NVIDIA’s Granary launches as Europe’s most extensive open speech dataset

Written by Michael Anthony Bitoon

Published 18 Aug 2025

Fact checked by

Sophia Feona Cantiller

Why trust Greenbot

We maintain a strict editorial policy dedicated to factual accuracy, relevance, and impartiality. Our content is written and edited by top industry professionals with first-hand experience. The content undergoes thorough review by experienced editors to guarantee and adherence to the highest standards of reporting and publishing.

nvidia granary open speech dataset

Building speech technology for European languages just got twice as fast after NVIDIA shared a massive audio collection with developers worldwide.

The tech giant released Granary on August 15, containing one million hours of audio across 25 European languages. The dataset includes 650,000 hours for speech recognition and 350,000 hours for translation tasks.

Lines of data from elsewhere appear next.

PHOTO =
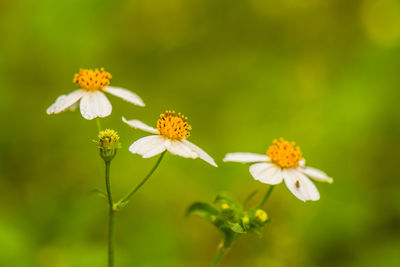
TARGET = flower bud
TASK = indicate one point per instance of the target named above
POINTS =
(108, 143)
(261, 216)
(225, 206)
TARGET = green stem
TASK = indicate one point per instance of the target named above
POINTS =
(133, 191)
(98, 124)
(111, 237)
(111, 218)
(222, 250)
(266, 196)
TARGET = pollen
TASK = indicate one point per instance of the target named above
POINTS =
(108, 139)
(92, 80)
(261, 215)
(173, 126)
(285, 154)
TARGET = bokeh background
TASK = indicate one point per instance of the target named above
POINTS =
(324, 73)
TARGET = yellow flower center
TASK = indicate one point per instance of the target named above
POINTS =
(261, 215)
(285, 154)
(108, 139)
(173, 126)
(92, 80)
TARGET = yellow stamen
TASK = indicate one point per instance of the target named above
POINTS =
(173, 126)
(261, 215)
(285, 154)
(108, 139)
(92, 80)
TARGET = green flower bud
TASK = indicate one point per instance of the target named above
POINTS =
(108, 143)
(261, 216)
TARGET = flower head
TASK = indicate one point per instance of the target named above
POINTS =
(261, 216)
(172, 126)
(283, 162)
(171, 133)
(92, 80)
(108, 143)
(284, 153)
(90, 97)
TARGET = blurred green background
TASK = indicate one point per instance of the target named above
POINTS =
(322, 73)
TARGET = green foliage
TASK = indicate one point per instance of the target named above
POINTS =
(230, 217)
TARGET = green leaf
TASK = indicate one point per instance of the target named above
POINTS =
(98, 192)
(225, 197)
(203, 210)
(249, 197)
(237, 228)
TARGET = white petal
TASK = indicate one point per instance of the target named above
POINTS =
(125, 95)
(300, 185)
(74, 106)
(302, 163)
(140, 125)
(95, 104)
(148, 146)
(316, 174)
(267, 173)
(178, 148)
(202, 154)
(245, 157)
(65, 101)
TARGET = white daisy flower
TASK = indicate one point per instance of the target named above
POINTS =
(283, 162)
(171, 133)
(90, 97)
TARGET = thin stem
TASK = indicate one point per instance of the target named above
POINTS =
(266, 196)
(111, 237)
(222, 250)
(98, 124)
(108, 185)
(111, 217)
(133, 191)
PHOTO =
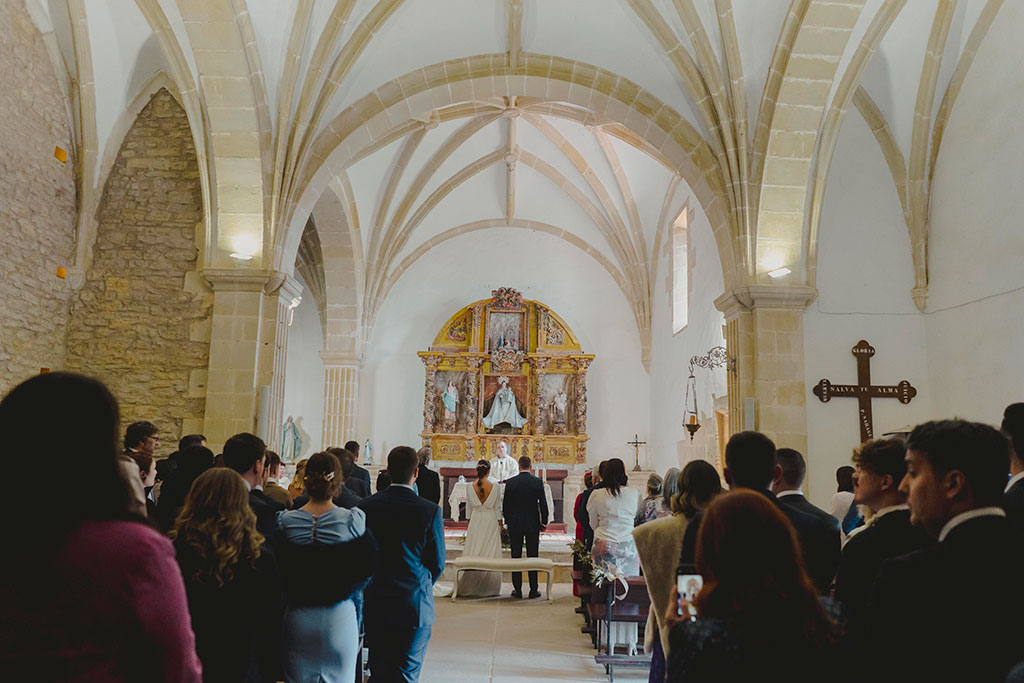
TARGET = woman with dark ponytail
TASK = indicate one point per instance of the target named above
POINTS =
(483, 538)
(327, 556)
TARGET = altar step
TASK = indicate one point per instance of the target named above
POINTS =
(553, 527)
(554, 549)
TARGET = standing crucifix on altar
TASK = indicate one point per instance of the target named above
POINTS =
(863, 391)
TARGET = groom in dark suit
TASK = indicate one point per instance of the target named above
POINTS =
(525, 512)
(399, 599)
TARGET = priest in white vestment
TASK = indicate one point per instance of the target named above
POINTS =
(503, 466)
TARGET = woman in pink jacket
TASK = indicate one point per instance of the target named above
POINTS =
(88, 592)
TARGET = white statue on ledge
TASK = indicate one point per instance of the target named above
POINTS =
(504, 409)
(503, 466)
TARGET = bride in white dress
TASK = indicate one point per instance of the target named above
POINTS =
(483, 537)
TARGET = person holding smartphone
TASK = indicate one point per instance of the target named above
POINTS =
(755, 614)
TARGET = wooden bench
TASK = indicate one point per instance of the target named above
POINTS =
(503, 564)
(606, 608)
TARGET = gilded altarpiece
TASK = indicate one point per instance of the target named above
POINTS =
(508, 370)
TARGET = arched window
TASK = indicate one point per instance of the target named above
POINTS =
(680, 270)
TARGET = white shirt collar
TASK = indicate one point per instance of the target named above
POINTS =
(887, 510)
(970, 514)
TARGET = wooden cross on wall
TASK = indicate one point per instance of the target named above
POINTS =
(863, 391)
(636, 443)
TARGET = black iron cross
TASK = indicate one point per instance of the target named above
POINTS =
(863, 390)
(636, 443)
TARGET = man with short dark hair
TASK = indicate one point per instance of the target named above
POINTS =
(525, 510)
(274, 491)
(140, 437)
(189, 440)
(951, 612)
(399, 600)
(246, 454)
(880, 469)
(1013, 497)
(345, 498)
(750, 463)
(358, 482)
(427, 481)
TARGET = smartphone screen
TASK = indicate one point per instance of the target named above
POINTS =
(688, 583)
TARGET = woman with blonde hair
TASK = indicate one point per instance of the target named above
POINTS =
(758, 615)
(297, 485)
(658, 543)
(327, 557)
(232, 586)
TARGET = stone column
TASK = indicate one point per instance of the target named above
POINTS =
(235, 352)
(581, 393)
(340, 397)
(284, 293)
(473, 363)
(540, 369)
(764, 328)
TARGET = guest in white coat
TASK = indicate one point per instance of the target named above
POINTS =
(611, 510)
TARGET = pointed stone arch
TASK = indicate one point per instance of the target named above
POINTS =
(616, 103)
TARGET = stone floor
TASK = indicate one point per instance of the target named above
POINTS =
(502, 639)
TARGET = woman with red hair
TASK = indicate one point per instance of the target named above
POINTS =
(758, 615)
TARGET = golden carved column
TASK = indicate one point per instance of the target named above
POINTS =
(764, 332)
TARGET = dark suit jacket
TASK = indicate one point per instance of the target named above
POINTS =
(266, 510)
(583, 516)
(863, 554)
(818, 539)
(411, 541)
(525, 506)
(952, 611)
(429, 483)
(358, 481)
(1013, 503)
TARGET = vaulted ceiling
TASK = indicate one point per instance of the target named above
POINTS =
(390, 126)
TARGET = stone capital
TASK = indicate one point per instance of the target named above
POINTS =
(236, 280)
(743, 299)
(285, 285)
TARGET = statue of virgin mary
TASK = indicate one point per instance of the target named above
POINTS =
(504, 409)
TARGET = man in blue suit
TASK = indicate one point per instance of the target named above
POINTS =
(399, 599)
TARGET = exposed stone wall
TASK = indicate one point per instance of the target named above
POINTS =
(37, 203)
(141, 322)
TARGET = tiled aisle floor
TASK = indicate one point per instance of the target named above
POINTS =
(480, 640)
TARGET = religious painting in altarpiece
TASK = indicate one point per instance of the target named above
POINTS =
(506, 369)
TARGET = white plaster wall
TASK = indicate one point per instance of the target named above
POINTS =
(669, 444)
(864, 282)
(976, 302)
(304, 374)
(467, 268)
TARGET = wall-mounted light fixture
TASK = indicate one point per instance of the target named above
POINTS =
(715, 357)
(246, 247)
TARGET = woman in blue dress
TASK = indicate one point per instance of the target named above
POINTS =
(327, 556)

Granary needed roughly half the training data compared to competing datasets to reach target accuracy levels. This efficiency breakthrough could dramatically reduce costs for companies building multilingual artificial intelligence (AI) applications.

“These tools will enable developers to more easily scale AI applications to support global users,” said Jonathan Cohen from NVIDIA’s blog team.

The dataset covers all 24 official European Union languages plus Russian and Ukrainian. Languages like Croatian, Estonian, and Maltese previously had limited AI support due to data scarcity.

NVIDIA developed Granary with researchers from Carnegie Mellon University and Fondazione Bruno Kessler. The team processed unlabeled public audio using NVIDIA’s NeMo Speech Data Processor toolkit, avoiding expensive human annotation.

Two AI models accompany the dataset release. Canary-1b-v2 handles complex transcription tasks with billion-parameter processing power. The model delivers quality comparable to systems three times larger while running inference up to ten times faster.

Parakeet-tdt-0.6b-v3 focuses on high-speed transcription. This 600-million-parameter model can process 24-minute audio segments in single passes while automatically detecting input languages.

Both models provide accurate punctuation, capitalization, and word-level timestamps. They’re available under permissive licensing for commercial and research use.

The release addresses a critical gap in AI language support. Less than one percent of the world’s 7,000 languages currently have robust AI backing.

European businesses could benefit significantly from reduced development costs. Companies building customer service chatbots or translation services previously needed extensive datasets for each target language.

The efficiency gains extend beyond cost savings. Faster training times mean quicker deployment of multilingual AI services across European markets. Small companies with limited computing resources can now compete with larger rivals in developing language-specific AI tools.

NVIDIA will present its research paper at the Interspeech conference in the Netherlands from August 17-21. The dataset and models are now available on Hugging Face for immediate download.

As European regulators push for more inclusive AI systems, the dataset’s open-source nature will allow developers to customize models for specific regional dialects and use cases.

Future applications could include real-time translation devices, enhanced virtual assistants, and automated transcription services for European parliament proceedings and business meetings.